Fruit trees take time to mature and so do people. The Levitical codes for planting a fruit-bearing tree know this—the first three years after a fig tree has been planted, no fruit is to be harvested, and what little may appear in those years is plucked off to promote more growth. And the fourth year the fruit is gathered up and given as an offering of thanksgiving to God. So the gardener in Jesus’s parable knows the law better than the self-righteous vineyard owner. He has comes looking for, no, demanding, fruit too soon. The owner, as we so often do, has come with unreasonable expectations for himself, and then threatens violence when frustrated. How often are we inclined to give up on this stunted tree, cut it down, and call that holiness, uprooting what God created and called good in the name of a sterile and lifeless perfection? 

These things take time. The outworking of the Spirit through our lives takes time, the unbinding of Lazarus takes time and takes a village. And the gardener is more savvy: it’s only been three years, give it another year, and if it bears fruit, then well and good. If not, then fine, you can cut it down. In that enigmatic “well and good,” I think we hear the confidence of one who knows how trees grow, who tends them carefully, and trusts there will be fruit at the appointed time. 

The repentance Jesus is calling us to—not just in Lent but always, turns out—is not that of the impatient vineyard owner who’s trigger-happy with a chainsaw. Repentance is much more like Moses on his desert journey, tending his father-in-law’s flock and following that strange sight flickering out of the corner of his eye, and taking off his shoes before the burning bush. Repentance after all means simply to turn. To turn, to change the direction we are looking, to allow our center to shift back to its true home, as sunflowers turn toward the sun. And turning is exactly what Moses does. He sees and he turns aside. He allows himself to be distracted from his important work—something the vineyardist hell-bent on productivity can hardly fathom—Moses notices, and says I must turn aside and look at this great sight. God shows up on the margins, in your peripheral vision as a distraction from your tasks and games and cultivation. I am that I am. And, by extension, You are that you are. God’s being dwells in you. Slowly, imperceptibly, God is tending each of us and all of us together toward fruitfulness, if we’ll only allow it. 

This allowing, this letting alone, is the key. There is no coercion in love, and God will not force us to be good. God won’t force us to do anything, as the state of the world readily attests. God’s will is not yet done on earth as it is in heaven, it is easy to see. News of war in Ukraine and the growing numbers of displaced people in that country show us that clear enough. No, love will not force us, but love won’t leave us alone, either. Gently yet quite insistently God invites us, shows up flickering just on the edge of our perception over and over, until we lay down our tasks and our work, our heavy burdens and turn aside, to see this great sight, to hear the source of all being call out our names, to take off the constricting shoes we wear as a defense against reality and come into barefooted, vulnerable contact with reality, just as it is. I am that I am. God as being itself is revealed to Moses in the burning bush. And God shows Moses who Moses is, too. He is called by name. Having turned to God and opened himself, taken off his shoes, Moses will be asked to re-turn, to keep opening. God calls him to do crazy things, in fact—to lead the people of Israel out of slavery under Pharaoh because God has heard the people’s suffering and come to deliver them and this strange man taking refuge among the sheep—otherwise known as a stuttering murderous interloper among his own people, you may recall—he will be part of how God does this. Unshod, unprotected, sand between his toes, in contact with reality itself, responsive to its call. That’s repentance. 
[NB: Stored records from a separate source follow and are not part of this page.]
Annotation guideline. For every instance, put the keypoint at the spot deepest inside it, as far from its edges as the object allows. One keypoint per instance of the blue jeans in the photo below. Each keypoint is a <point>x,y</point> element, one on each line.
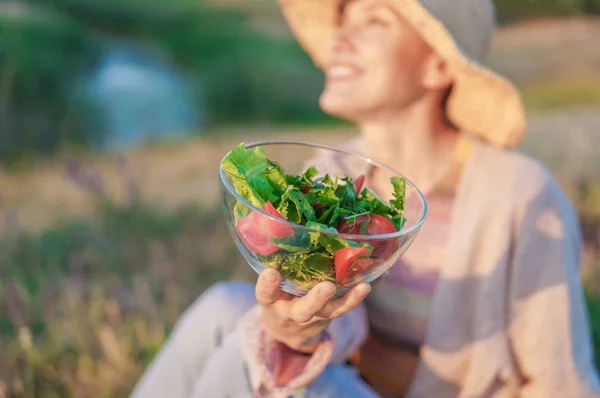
<point>202,357</point>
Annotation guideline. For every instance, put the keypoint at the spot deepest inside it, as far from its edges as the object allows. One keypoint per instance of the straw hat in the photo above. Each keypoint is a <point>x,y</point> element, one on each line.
<point>482,103</point>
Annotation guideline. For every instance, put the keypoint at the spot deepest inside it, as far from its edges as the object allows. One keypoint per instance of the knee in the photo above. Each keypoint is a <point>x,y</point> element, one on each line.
<point>221,304</point>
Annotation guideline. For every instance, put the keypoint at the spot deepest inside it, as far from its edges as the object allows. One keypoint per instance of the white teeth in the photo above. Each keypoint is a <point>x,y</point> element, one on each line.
<point>341,71</point>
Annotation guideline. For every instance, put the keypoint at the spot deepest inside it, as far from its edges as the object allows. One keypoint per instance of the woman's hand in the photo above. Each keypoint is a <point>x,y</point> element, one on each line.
<point>299,322</point>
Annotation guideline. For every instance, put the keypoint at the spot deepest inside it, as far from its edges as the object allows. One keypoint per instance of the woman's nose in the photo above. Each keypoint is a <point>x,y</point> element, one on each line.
<point>342,41</point>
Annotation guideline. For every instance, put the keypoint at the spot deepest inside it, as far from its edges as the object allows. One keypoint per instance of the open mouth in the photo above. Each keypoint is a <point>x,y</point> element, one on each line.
<point>343,71</point>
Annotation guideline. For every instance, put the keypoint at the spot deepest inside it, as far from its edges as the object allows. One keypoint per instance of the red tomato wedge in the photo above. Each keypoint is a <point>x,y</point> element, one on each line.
<point>256,230</point>
<point>382,249</point>
<point>349,262</point>
<point>359,182</point>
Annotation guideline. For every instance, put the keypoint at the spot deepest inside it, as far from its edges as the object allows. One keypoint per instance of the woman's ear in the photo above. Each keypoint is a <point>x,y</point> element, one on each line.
<point>437,74</point>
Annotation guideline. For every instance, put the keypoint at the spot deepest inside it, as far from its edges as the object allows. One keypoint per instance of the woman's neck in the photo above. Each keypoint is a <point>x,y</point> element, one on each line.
<point>417,142</point>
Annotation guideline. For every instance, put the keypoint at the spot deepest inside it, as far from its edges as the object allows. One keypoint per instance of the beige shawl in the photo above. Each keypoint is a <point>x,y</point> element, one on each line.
<point>509,316</point>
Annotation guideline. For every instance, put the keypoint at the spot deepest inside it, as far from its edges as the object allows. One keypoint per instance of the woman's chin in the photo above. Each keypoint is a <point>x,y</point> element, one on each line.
<point>338,107</point>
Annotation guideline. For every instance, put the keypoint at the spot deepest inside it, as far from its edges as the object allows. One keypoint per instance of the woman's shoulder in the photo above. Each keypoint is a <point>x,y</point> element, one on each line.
<point>524,174</point>
<point>521,180</point>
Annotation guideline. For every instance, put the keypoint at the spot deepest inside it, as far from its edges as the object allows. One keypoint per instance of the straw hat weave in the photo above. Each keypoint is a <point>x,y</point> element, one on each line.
<point>482,102</point>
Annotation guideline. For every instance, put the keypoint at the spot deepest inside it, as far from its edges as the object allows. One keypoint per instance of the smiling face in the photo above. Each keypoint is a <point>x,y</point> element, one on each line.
<point>377,63</point>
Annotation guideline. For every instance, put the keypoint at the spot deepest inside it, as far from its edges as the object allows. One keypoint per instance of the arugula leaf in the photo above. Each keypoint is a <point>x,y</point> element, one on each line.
<point>318,261</point>
<point>255,177</point>
<point>293,244</point>
<point>397,203</point>
<point>306,258</point>
<point>295,205</point>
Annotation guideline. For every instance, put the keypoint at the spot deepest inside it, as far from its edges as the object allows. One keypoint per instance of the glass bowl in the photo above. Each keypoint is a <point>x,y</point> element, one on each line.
<point>353,249</point>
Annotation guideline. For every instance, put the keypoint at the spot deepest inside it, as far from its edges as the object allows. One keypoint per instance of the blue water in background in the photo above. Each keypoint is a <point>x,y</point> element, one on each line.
<point>139,98</point>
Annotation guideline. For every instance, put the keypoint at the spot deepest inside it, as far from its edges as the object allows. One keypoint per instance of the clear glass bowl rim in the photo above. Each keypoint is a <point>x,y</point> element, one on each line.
<point>369,160</point>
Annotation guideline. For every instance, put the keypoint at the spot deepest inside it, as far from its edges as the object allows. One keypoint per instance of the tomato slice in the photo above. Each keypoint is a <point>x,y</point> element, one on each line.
<point>256,230</point>
<point>359,182</point>
<point>377,225</point>
<point>349,262</point>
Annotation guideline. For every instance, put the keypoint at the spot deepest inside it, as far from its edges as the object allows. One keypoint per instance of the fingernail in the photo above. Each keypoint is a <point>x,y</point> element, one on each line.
<point>326,291</point>
<point>363,291</point>
<point>270,276</point>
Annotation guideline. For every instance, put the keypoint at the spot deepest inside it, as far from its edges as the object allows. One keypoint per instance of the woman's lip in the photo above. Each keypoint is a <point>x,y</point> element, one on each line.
<point>343,71</point>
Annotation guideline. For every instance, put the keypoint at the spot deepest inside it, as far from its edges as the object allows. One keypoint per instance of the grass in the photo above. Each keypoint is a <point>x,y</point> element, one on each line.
<point>562,93</point>
<point>86,304</point>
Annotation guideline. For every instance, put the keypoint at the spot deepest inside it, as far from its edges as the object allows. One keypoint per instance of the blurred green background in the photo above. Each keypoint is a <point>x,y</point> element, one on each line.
<point>113,117</point>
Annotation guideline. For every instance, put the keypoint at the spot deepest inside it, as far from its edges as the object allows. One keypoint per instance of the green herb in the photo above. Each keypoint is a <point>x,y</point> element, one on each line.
<point>319,204</point>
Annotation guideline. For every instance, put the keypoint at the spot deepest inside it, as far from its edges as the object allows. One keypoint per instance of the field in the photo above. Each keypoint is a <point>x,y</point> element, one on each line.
<point>99,254</point>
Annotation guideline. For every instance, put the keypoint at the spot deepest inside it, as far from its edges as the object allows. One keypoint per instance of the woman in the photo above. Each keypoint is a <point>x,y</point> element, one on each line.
<point>486,303</point>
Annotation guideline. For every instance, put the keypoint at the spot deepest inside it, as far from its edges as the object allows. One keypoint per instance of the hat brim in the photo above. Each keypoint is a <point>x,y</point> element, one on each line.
<point>481,103</point>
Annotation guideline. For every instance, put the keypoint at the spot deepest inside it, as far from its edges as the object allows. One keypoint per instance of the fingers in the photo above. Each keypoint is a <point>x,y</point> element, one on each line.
<point>339,306</point>
<point>305,308</point>
<point>267,288</point>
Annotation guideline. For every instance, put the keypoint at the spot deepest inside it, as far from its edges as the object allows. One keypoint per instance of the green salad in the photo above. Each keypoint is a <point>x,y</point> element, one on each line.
<point>327,205</point>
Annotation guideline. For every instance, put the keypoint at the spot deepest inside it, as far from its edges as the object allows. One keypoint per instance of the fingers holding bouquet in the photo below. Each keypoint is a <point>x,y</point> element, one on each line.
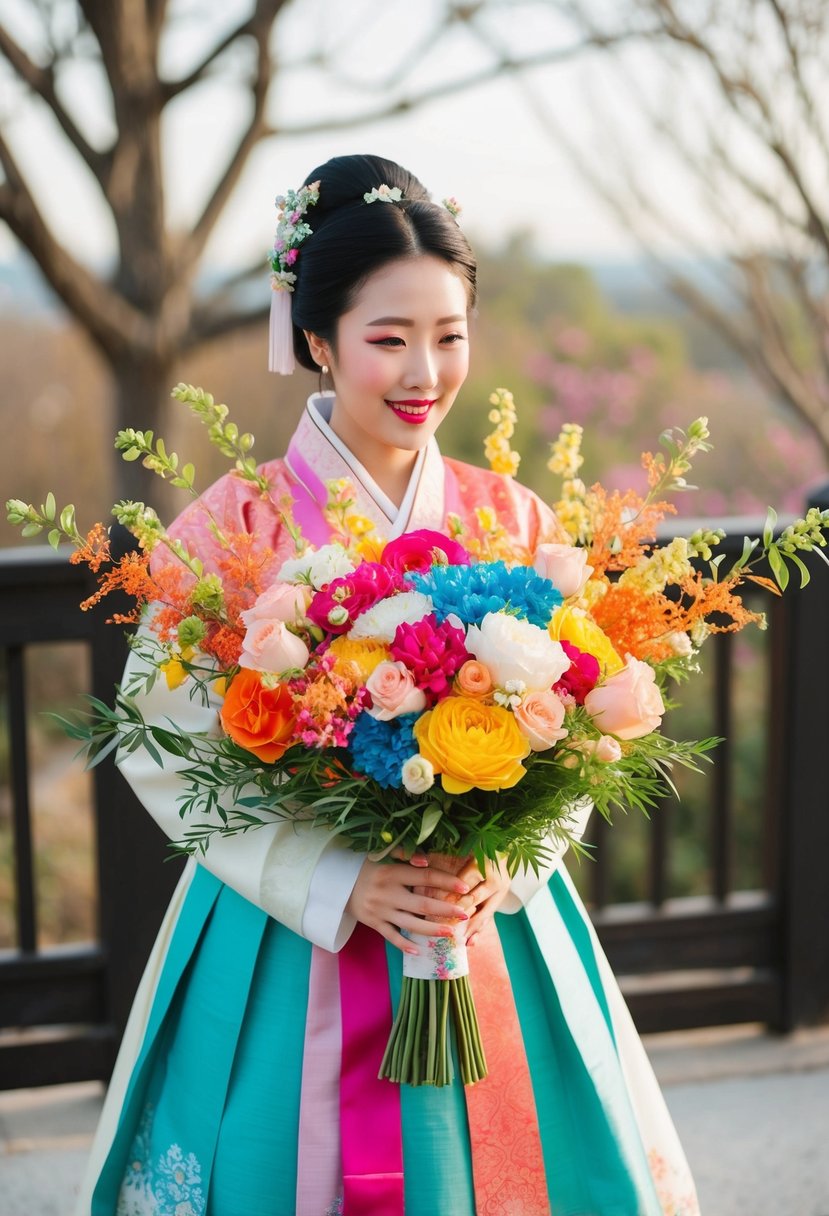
<point>394,896</point>
<point>486,890</point>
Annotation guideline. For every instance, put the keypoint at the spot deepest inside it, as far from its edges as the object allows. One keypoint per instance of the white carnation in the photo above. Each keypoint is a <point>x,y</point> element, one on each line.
<point>317,567</point>
<point>381,621</point>
<point>517,649</point>
<point>418,775</point>
<point>680,643</point>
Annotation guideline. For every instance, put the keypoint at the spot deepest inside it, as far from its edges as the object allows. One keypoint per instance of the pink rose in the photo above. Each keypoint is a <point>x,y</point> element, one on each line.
<point>421,550</point>
<point>474,680</point>
<point>394,692</point>
<point>270,646</point>
<point>629,703</point>
<point>540,718</point>
<point>565,566</point>
<point>282,601</point>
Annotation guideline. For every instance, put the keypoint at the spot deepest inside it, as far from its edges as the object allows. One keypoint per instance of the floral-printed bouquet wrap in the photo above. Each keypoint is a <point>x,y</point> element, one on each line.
<point>439,691</point>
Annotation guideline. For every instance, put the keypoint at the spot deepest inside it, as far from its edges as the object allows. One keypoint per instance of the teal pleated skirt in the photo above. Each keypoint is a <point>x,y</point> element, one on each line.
<point>210,1116</point>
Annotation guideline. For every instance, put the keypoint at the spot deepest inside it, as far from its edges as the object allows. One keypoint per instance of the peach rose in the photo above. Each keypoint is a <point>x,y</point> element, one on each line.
<point>282,601</point>
<point>565,566</point>
<point>629,703</point>
<point>474,679</point>
<point>393,691</point>
<point>540,718</point>
<point>261,720</point>
<point>270,646</point>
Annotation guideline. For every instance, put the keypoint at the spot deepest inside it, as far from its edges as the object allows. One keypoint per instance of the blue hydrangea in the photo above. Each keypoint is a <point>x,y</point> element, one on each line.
<point>381,749</point>
<point>471,591</point>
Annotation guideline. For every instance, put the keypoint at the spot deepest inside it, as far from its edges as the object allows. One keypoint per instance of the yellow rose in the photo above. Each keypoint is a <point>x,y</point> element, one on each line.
<point>365,656</point>
<point>575,626</point>
<point>175,671</point>
<point>472,744</point>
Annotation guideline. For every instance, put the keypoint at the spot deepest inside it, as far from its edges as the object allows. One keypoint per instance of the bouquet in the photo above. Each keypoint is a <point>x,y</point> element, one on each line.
<point>440,691</point>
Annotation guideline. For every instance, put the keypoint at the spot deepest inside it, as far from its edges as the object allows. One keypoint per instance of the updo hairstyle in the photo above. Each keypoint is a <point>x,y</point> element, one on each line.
<point>351,238</point>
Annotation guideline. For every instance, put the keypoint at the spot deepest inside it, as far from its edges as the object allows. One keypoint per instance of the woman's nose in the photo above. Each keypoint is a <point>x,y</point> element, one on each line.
<point>421,370</point>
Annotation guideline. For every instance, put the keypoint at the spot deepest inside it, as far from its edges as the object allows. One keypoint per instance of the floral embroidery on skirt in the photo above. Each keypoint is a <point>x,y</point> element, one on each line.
<point>169,1186</point>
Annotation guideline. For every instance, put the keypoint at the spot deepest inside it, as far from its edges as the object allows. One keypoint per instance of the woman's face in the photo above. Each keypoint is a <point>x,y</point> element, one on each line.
<point>402,353</point>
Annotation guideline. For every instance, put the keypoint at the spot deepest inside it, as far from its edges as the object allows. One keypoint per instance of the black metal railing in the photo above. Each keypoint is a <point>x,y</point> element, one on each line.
<point>723,956</point>
<point>63,1008</point>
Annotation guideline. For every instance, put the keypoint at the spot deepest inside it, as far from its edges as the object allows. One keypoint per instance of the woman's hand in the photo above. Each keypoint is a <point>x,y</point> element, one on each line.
<point>488,890</point>
<point>385,900</point>
<point>486,894</point>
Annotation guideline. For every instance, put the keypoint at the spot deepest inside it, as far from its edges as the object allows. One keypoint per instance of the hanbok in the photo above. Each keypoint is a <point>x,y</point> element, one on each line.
<point>238,1088</point>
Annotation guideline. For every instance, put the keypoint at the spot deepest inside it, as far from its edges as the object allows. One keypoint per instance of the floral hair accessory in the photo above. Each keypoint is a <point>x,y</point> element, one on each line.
<point>384,195</point>
<point>291,230</point>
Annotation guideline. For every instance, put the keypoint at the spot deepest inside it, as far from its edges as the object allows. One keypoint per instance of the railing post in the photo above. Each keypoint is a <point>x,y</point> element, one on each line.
<point>135,878</point>
<point>804,873</point>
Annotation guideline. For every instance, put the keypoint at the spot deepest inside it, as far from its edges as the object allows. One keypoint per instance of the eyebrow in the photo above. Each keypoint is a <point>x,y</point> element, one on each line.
<point>404,320</point>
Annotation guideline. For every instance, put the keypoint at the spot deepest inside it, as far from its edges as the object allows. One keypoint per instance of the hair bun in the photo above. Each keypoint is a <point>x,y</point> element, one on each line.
<point>344,180</point>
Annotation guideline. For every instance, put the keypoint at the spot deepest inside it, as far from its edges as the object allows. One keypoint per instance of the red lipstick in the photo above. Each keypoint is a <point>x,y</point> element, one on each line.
<point>412,410</point>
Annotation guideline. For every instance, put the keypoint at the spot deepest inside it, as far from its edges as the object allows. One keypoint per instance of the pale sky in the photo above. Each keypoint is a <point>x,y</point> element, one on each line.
<point>485,146</point>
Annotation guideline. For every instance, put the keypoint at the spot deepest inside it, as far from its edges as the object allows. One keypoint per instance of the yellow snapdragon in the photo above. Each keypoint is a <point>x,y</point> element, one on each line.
<point>565,454</point>
<point>667,564</point>
<point>502,459</point>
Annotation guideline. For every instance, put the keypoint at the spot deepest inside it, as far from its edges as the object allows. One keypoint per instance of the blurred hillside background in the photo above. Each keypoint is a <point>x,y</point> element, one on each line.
<point>646,184</point>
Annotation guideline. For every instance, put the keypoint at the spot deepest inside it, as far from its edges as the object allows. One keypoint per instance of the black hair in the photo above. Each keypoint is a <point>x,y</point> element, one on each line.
<point>350,240</point>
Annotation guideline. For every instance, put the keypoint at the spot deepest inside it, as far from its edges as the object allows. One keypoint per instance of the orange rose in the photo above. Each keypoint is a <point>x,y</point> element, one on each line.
<point>259,719</point>
<point>474,680</point>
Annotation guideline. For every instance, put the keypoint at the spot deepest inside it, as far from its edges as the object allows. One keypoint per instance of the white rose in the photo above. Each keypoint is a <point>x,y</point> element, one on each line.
<point>381,621</point>
<point>517,649</point>
<point>565,566</point>
<point>418,775</point>
<point>317,567</point>
<point>270,646</point>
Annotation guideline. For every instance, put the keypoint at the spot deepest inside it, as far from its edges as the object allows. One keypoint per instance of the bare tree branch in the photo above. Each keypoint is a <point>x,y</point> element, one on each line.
<point>110,320</point>
<point>171,89</point>
<point>254,131</point>
<point>208,325</point>
<point>505,66</point>
<point>41,82</point>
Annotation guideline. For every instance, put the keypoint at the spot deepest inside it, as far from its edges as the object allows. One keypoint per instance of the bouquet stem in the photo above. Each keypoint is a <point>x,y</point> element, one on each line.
<point>418,1051</point>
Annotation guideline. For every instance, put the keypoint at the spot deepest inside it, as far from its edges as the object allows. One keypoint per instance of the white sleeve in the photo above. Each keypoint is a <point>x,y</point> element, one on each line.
<point>525,884</point>
<point>299,874</point>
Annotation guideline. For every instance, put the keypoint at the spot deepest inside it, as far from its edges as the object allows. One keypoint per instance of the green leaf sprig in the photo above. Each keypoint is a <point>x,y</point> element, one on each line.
<point>223,434</point>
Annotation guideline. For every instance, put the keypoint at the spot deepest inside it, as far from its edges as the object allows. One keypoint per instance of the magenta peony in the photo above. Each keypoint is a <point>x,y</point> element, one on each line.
<point>433,653</point>
<point>338,606</point>
<point>421,550</point>
<point>581,676</point>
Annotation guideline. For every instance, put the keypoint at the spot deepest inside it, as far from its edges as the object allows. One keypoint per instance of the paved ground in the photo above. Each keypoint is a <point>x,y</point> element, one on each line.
<point>753,1113</point>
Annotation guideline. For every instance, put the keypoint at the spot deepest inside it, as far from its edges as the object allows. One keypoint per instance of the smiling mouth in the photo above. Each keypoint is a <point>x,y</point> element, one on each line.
<point>411,411</point>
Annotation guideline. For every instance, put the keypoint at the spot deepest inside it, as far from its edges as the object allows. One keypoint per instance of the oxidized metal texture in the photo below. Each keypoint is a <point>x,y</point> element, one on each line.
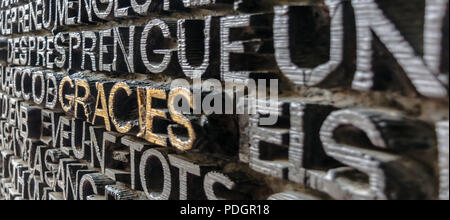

I am that I am, God declares as God’s own name. And, God might add, I am that you are. God’s faithful and constant pattern is to pour God’s self out in love, and we are invited to live from that same other-centered love. I am that you are. God wants us to exist, remember, and does not hate anything God has made! Moses isn’t called to root up the Moses tree, admittedly unfruitful thus far, but to go be Moses, become the person God made him to be, fully alive and flourishing, who even with shaking voice can tell Pharoah to let my people go!


Repentance, in the end, is not really about you. God is faithful, and repentance is a gift, worked in us by grace. Our part is to be open to it. To be open to being “distracted” from our work and turning aside to see the blazing fire. To take off our shoes, all the constricting judgements and expectations that hem in our perception and keep us from direct contact with the living God. It’s not about cultivating virtues and pruning vices, though this happens naturally when you aren’t inspecting the vineyard of your life for fruit but spend your time turning to God, spending time in the presence of God who is, and who made us to be, who knows and loves you with tenderness and patience.

So this Lent, put the pruning shears away. No clipboards, no chainsaws. The Spirit’s work in us is often imperceptible, under the surface. It’s not something we can measure or put a time limit on. Let yourself alone, and instead practice turning daily toward mystery, passing time graciously in God’s presence, slipping out of our too-tight expectations, and letting God cherish us on holy ground. After all, all ground is holy ground! That’s the pilgrim’s lesson, that each step of the journey is the destination itself. Holy ground right underfoot. And each person we meet bears the image of the immortal God blazing in fire. What is that flickering on the corner of your sight? Turn and see, follow your nose. God is there. God is here, right here, no really! Lavishing loving-kindness onto us if we’ll only allow it, receive it, make space to feel it. Take off your shoes!